山奥の廃虚には、私とアピリス先生、ジョージさんだけが取り残されてしまった。
アピリス先生は悔しさと怒りで今も夜空を見上げている。
そんな空気の中、申し訳ないが・・・・。
「あいつ、私の目玉持って行っちゃった・・・・」
私は私で若干途方に暮れていた。
◆
あの後廃墟を探し回ったが、ゾンビ達やダンテに関わる痕跡は見つけられなかった。全部ダンテが回収したのか。私としては狼男ゾンビやゾンビ犬を愛でたかったのでムカつくことだが。
もちろんアピリス先生も怒っていた。あのまま治療を継続するつもりだったのに、連れ去られてはまた症状が悪化してしまう、と。とは言え、その後は優しいアピリス先生に戻ってくれた。(ジョージさん事が終わるとすっかり元のやる気ないバージョンに戻った)

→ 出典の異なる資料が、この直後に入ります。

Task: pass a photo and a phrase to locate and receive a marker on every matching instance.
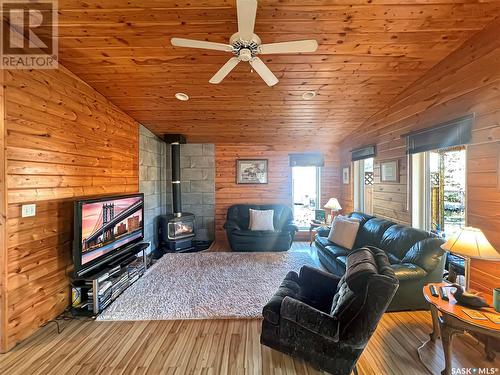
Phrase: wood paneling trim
(64, 141)
(3, 219)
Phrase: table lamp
(333, 205)
(470, 243)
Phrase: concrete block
(202, 161)
(192, 198)
(208, 198)
(143, 173)
(153, 173)
(147, 187)
(207, 210)
(208, 174)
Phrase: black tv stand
(92, 293)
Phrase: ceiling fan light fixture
(181, 96)
(308, 95)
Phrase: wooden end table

聞きたいことはたくさんあったが、「あなたに危険が及ぶから」と言って、ゾンビ症状を抑える薬袋をまた手首に巻いてくれた後、私の家に送り届けられた。
ちなみに、私の目玉はと言うと・・・・。
◆
「まあ目はすぐに生えてきたから、いいっちゃいいんだけど」
「いやー、女子高生の目玉持って行くのはかなりキモいだろ」
私が手鏡で綺麗に元に戻った自分の両目を眺めながら呟くと、ジョージさんは病院のテレビを操作しながら相槌を打ってきた。キモイのは確かにキモイ。金髪イケメンゾンビという評価点と差し引いてプラマイゼロと言ったところか。
「お、これか?『転生したら悪役令嬢ゾンビだった件~歯一本も無し~』」
「そうそう。去年のゾンビ界最大の怪作C級映画と一部で話題の・・・」
「・・・ちょっと、二人とも!!」
奥の方のデスクで何やら調べ物をしていたアピリス先生が急に声を上げてきた。
「さっきから何やってるんですか!ニニカさんも!毎日毎日病院に来て用もないのにダラダラ居座るのはやめなさい!」
「『気になる事があったらまた病院に来てね』って言ったのは先生じゃないですか」
「『病状に』って最初に言いました!あなた症状落ち着いてるでしょう!
ジョージも、一緒になって変な事しないで!」
「でもセンセイ、ニニカさんがせっかくお勧めのゾンビ映画教えてくれたんですよ。
『ゾンビの事あんまり知らないみたいだから勉強に』って」
「だから・・・あれはゾンビじゃないって言ってるじゃないですか!!!」
そうは言うが、アピリス先生は多分ゾンビ映画が怖いだけだと思う。
面白い作品を沢山見れば考えも変わるだろう。
それに、私はやっぱり知りたかった。
ダンテの企みとは何か、ジョージさんと先生はなぜ一緒にいるのか、アピリス先生のお姉さんはどこにいるのか。そして、完全な蘇生術とは・・・。
それに・・・・。
「あの・・・・ここでゾンビを治せるって聞いたんですけど・・・」
病院の扉が開く。
ここにいれば、沢山のゾンビと会えるはずだから!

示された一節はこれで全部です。